Peki, Allah’tan rahatça duada talep ettiğimiz işleri O’nun kullarından biri bizden istediğinde imkân ve gücümüz dairesinde olanları yapıyor muyuz?
Kelam ilminde doktora yapmış bir kardeşiniz olarak şunu rahatlıkla ifade edebilirim:
Dualarımızın kabul olma imkân ve ihtimali bizim Allah’tan istediklerimizin küçük numunelerini kendimizin yapabilme kabiliyetimizle direkt bağlantılı.
Allah insanı kâinattan süzüp çıkarmış ve “halife” sıfatıyla kendine ayine yapmıştır.
Rabbim en güzel isimlerini insan üzerinde görmek ve göstermek istiyor.
Kâinatın ve insanın yaratılış gayesi bu:
Allah’ın esmasını görmek ve göstermek istemesi.

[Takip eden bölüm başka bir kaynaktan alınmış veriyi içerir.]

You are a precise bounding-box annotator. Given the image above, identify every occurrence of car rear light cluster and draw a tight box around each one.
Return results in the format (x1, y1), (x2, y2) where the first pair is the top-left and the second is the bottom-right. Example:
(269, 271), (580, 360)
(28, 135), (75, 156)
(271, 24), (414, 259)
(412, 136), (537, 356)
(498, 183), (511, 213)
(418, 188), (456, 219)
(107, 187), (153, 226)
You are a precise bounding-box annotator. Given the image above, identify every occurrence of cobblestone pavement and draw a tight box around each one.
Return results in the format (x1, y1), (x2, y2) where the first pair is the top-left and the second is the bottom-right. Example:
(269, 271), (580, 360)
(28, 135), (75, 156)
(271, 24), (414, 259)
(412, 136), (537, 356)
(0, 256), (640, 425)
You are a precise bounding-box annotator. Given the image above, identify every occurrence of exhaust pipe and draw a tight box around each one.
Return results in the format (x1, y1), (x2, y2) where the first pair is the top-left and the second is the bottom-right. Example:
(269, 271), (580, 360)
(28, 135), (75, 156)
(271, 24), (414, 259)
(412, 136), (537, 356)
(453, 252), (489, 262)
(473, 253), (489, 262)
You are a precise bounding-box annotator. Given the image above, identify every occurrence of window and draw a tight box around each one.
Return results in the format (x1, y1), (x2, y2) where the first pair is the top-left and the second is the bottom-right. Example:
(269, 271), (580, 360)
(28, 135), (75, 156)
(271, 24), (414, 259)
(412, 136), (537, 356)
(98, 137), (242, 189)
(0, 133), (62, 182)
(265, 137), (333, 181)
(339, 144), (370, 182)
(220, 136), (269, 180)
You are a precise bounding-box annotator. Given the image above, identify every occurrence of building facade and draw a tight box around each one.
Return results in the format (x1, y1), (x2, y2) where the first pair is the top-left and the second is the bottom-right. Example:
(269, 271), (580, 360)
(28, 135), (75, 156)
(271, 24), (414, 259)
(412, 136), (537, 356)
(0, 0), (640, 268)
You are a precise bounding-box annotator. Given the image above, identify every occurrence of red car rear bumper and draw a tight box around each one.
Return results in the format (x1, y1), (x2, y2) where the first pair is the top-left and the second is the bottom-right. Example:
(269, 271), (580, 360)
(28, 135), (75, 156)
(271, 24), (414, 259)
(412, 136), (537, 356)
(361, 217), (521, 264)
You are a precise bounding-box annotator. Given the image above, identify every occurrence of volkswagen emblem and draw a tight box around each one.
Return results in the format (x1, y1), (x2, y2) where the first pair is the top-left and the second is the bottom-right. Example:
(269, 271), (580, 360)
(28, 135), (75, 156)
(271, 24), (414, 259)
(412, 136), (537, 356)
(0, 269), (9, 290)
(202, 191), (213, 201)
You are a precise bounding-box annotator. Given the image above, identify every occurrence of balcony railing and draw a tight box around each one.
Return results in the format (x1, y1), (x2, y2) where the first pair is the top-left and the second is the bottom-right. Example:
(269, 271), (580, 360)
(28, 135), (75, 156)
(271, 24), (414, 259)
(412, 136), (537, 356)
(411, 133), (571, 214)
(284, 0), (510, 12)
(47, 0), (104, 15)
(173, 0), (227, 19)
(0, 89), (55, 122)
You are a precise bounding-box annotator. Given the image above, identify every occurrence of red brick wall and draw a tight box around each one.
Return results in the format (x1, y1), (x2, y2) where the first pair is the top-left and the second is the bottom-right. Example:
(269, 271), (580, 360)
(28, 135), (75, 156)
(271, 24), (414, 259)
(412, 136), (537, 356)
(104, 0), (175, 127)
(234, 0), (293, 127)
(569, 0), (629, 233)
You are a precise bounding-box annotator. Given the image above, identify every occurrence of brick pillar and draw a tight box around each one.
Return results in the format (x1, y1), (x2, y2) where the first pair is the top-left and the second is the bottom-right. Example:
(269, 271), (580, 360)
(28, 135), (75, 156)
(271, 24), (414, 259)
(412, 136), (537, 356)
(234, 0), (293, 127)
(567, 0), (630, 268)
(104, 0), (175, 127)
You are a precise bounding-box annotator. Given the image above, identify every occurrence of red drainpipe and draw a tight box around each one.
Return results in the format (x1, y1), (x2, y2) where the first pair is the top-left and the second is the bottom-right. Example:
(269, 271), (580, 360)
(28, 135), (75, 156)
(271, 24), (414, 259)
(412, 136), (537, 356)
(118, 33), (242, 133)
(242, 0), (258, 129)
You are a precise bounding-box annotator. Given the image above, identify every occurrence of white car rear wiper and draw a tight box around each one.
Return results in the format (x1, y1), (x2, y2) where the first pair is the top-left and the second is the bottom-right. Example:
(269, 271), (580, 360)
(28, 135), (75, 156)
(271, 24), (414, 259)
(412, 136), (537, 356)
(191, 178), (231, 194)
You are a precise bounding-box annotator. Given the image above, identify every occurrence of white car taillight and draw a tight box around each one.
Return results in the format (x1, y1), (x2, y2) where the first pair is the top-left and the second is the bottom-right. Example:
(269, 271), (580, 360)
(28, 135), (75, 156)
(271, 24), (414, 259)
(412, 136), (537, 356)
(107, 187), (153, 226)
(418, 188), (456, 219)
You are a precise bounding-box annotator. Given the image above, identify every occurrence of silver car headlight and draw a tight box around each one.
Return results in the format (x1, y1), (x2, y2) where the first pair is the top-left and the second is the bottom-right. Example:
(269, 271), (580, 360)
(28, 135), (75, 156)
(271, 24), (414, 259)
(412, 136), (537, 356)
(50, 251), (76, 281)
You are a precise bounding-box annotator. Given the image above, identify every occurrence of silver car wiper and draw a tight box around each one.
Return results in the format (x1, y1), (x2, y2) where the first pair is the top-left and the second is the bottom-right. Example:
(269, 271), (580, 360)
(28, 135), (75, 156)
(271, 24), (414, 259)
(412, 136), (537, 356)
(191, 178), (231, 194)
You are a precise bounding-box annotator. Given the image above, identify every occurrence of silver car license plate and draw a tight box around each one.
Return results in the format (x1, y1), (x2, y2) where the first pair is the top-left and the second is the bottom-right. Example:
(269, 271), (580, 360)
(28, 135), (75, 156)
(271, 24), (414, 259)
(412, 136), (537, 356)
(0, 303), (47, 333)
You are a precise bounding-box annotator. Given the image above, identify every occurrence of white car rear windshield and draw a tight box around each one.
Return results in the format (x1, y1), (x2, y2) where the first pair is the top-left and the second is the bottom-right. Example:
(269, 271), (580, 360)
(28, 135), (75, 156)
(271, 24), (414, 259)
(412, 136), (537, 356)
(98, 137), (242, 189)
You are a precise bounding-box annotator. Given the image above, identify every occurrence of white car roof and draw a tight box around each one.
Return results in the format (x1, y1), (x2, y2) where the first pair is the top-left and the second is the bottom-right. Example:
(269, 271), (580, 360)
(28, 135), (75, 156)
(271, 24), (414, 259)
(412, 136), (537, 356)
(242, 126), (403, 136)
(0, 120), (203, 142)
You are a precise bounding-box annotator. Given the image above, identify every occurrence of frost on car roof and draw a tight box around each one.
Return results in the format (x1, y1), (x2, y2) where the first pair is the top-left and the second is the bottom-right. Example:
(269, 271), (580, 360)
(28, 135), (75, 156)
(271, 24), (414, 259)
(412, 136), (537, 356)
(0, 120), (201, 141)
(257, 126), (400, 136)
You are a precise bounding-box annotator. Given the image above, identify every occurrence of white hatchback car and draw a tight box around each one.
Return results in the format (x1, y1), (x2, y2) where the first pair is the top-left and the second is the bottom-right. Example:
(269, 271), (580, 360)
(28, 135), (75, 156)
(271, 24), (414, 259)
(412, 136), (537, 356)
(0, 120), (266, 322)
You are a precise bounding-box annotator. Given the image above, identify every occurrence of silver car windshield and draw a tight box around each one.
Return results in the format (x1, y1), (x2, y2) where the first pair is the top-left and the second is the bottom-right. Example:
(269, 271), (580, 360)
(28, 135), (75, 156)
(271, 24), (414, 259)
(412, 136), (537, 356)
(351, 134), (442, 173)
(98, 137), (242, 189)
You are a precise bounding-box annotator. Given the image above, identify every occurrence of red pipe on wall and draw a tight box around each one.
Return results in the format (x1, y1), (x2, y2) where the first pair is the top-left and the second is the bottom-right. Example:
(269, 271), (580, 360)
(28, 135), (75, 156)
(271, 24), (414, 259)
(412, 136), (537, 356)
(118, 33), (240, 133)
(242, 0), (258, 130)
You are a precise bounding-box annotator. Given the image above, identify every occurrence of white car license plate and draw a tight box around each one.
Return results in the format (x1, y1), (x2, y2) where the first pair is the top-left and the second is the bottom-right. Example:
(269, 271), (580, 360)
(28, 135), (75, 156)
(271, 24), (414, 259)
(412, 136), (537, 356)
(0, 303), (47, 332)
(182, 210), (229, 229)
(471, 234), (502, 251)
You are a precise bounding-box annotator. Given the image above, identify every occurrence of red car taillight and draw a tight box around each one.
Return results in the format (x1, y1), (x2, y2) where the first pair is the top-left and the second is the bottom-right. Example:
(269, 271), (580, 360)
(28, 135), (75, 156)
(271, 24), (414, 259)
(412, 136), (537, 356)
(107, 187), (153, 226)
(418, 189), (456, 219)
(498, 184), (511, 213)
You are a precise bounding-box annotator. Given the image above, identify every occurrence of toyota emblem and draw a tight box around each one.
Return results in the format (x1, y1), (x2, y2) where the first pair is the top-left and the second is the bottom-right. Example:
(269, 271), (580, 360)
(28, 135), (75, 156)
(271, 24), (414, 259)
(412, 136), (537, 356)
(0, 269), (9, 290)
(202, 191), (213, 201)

Bu hikmetin en geniş ayinesi ise insan.
Allah; insana insandan yansır.
Peygamberimizin (s.a.v.) en çok tavsiye ettiği dua şudur:
“Allah’ın affedicisin, affetmeyi seversin, beni de affet!”
Peki, bu duayı yapan bizler affedici miyiz?
Yakın ve uzağımızdaki insanları affedebiliyor muyuz?
Kin ile din aynı kalpte olmadığını bildiğimiz halde herhangi bir mümine kin besliyor muyuz?
Kalbimizin gizli sırlarını, kimsenin bilmediği günahlarımızı Rabbimizle paylaşıyor, af istiyor ve aramızda kalmasını istiyoruz.
O da hafız ismi ile kullarını ifşa etmiyor.
Peki, biz insanların şahit olduğumuz hata ve kusurlarını sırlıyor muyuz?
Peygamberimizin (s.a.v.) ısrarla ifade ettiği üzere” din samimiyettir.”
Yapmadığımız, yapamadığımız işleri konuşmayalım.
Vermediğimiz, veremediğimiz şeyleri istemeyelim.
Bakın Yüce Allah bizi duaların kabulü için ön şart olan samimiyete nasıl davet ediyor:
“Ey iman edenler! Yapmayacağınız şeyleri niçin söylüyorsunuz? Yapmayacağınız şeyleri söylemeniz, Allah katında büyük bir nefretle karşılanır.” Saf, 61/2-3.